В моем письме ситуация описывается так:
Мы остались без крова, без дома и без друзей в чужом месте. У нас едва хватало денег на то, чтобы продержаться во время плавания, которого мы ждали и о котором мечтали три долгих года. Мы многое вынесли ради того, чтобы воссоединение, о котором мы так тосковали, состоялось; мы были готовы перенести еще большие лишения ради этой цели и расстались с теми, кого любили, с местами, дорогими нам вопреки всему, что нам довелось там пережить, навсегда потеряв надежду увидеть их вновь, как мы были убеждены, — и все ради этого заветного исхода. С твердой надеждой и бодрым духом, скрывавшими грусть расставания, мы пустились в долгий путь. И теперь нас остановили — так неожиданно, но верно, и удар пришел оттуда, откуда мы меньше всего его ждали, будучи уверены, что с этой стороны нам ничто не угрожает. Когда мать пришла в себя настолько, что смогла говорить, она принялась спорить с жандармом, рассказывая нашу историю и умоляя проявить жалость. Дети испугались, и плакали все, кроме меня. Я лишь гадала, что же будет дальше.

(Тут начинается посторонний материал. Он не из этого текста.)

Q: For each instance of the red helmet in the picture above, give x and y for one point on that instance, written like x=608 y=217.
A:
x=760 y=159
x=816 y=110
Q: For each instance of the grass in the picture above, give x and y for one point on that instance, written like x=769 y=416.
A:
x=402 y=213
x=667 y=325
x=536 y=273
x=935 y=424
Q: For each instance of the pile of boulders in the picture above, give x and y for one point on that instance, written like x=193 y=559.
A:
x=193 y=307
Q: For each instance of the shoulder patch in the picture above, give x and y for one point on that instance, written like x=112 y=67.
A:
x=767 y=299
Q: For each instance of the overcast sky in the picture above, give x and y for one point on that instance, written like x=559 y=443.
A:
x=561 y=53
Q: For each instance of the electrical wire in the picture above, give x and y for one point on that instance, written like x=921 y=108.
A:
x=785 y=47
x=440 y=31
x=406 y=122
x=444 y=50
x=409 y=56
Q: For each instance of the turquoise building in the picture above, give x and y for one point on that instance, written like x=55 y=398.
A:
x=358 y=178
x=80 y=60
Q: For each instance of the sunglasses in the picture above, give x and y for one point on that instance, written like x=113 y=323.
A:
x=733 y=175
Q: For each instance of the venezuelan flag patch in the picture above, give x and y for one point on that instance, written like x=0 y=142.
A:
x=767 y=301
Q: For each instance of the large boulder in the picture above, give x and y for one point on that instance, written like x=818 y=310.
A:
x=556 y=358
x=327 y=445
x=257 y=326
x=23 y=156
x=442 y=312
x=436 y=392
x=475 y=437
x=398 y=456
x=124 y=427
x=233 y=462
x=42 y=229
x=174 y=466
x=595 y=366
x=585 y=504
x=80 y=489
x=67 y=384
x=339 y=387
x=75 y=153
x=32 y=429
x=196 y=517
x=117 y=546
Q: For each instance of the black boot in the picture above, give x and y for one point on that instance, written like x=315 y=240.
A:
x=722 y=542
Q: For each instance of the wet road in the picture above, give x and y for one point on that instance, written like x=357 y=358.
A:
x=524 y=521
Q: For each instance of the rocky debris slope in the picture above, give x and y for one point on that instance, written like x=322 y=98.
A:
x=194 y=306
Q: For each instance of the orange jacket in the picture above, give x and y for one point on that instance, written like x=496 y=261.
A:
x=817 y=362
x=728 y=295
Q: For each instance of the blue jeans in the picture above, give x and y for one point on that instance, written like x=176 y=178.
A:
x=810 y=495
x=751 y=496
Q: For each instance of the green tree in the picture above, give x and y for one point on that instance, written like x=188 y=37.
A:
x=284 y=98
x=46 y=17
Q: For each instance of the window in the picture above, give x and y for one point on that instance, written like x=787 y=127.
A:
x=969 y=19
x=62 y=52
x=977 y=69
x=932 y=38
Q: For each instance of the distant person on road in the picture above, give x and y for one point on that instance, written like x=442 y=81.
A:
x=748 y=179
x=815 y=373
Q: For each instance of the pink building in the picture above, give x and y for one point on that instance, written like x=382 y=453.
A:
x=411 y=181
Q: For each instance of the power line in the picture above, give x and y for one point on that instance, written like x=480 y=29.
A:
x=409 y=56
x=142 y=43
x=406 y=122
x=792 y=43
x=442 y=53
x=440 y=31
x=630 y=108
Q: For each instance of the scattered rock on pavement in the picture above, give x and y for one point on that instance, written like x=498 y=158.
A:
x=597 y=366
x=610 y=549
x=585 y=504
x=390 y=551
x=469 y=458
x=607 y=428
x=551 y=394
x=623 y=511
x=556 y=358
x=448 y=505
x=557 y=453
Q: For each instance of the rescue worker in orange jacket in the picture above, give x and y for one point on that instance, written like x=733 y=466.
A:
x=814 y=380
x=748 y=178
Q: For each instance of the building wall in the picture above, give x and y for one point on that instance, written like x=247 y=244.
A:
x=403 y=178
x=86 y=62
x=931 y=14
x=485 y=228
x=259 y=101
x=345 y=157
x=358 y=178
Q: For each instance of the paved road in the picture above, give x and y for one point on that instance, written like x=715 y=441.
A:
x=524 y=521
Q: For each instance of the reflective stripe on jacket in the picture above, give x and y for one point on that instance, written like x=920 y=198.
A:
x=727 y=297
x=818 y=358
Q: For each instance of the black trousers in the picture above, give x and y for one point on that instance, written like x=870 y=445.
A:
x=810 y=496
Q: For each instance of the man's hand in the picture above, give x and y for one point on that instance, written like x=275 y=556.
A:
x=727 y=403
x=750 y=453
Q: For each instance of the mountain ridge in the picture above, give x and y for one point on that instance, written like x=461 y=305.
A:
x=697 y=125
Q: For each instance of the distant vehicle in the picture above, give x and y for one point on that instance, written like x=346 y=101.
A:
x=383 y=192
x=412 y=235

Тронутые нашим бедственным положением, немецкие офицеры дали нам лучший совет, какой могли. Нам следовало выйти на станции Кибартай с российской стороны и обратиться к некому господину Шидорскому, который мог помочь нам продолжить путь.
Далее в письме говорится:
Мы в Кибартае, на вокзале. Я заметила и запомнила даже самую малейшую деталь этого места. Как носильщик — это был уродливый, ухмыляющийся человек — внес наши вещи и сложил их в южном углу большого зала на пол; как мы сели на диванчик рядом с ними, на желтый диванчик; как сквозь стеклянную крышу проникало столько света, что нам приходилось заслонять глаза, потому что в вагоне было темно и мы плакали; как кроме нас там было всего несколько человек, и как я принялась считать их, но остановилась, заметив вывеску над головой пятого человека — маленькой женщины с красным носом и прыщом на нем, — и попыталась прочитать немецкий текст с помощью русского перевода под ним. Я заметила все это и запомнила так, будто в целом мире не было ничего другого, о чем мне стоило бы думать.
В письме с благодарностью рассказывается о доброте господина Шидорского, ставшего нашим спасителем. Он раздобыл для моей матери пропуск в Эйдткунен, немецкий пограничный пункт, где его старший брат, возглавлявший известное общество помощи эмигрантам, устроил наш въезд в Германию. Во время переговоров, занявших несколько дней, этот добрый житель Кибартая приютил нас в своем доме, несмотря на то, что мы были оборванными эмигрантами. Братья Шидорские были евреями, но не по этой причине их фамилия уже пятнадцать лет любовно вспоминается в моей семье.